The solstice is a point in time when things flip. Ancient people even laid out their villages with stakes that would show the movement of the sun marking the seasons. By four days after the winter solstice, they could tell that the days were getting longer. Warm weather was coming. It was a reason for celebration.
Today is winter solstice in the northern hemisphere. Many are celebrating a “longest night” worship tonight. A recognition of the hardships and grief encountered in the past year and the hope of better things to come.

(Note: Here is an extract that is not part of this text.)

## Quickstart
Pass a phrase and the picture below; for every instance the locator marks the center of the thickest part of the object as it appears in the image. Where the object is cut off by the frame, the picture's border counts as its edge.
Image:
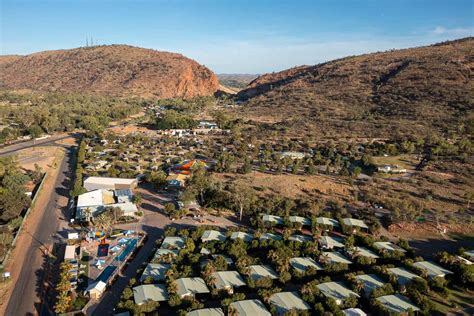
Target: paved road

My wife and I can’t say that we’ve had hardship and grief. Life is different moving to a new community in the pandemic. She has forged a small social connection with the women in our cul-de-sac. I have none. All my contacts are long distance.
Still, we moved about 200 miles north. So the days are almost an hour shorter here than where we came from. I think that has some impact on us. I’m reading more detective fiction than normal.
It is no coincidence that Christmas comes at that point in the northern hemisphere calendar when the days are noticeably longer bringing hope for better days. Christmas is the celebration of the coming of Jesus also bringing hope for better days. To all the literalist Biblical interpreters out there—no, this is not a birthday celebration in the sense that we mark the day of our birth. This is not Jesus birthday. But it is a celebration of a birth that totally changed the world.
And we pray it changes us—for the better.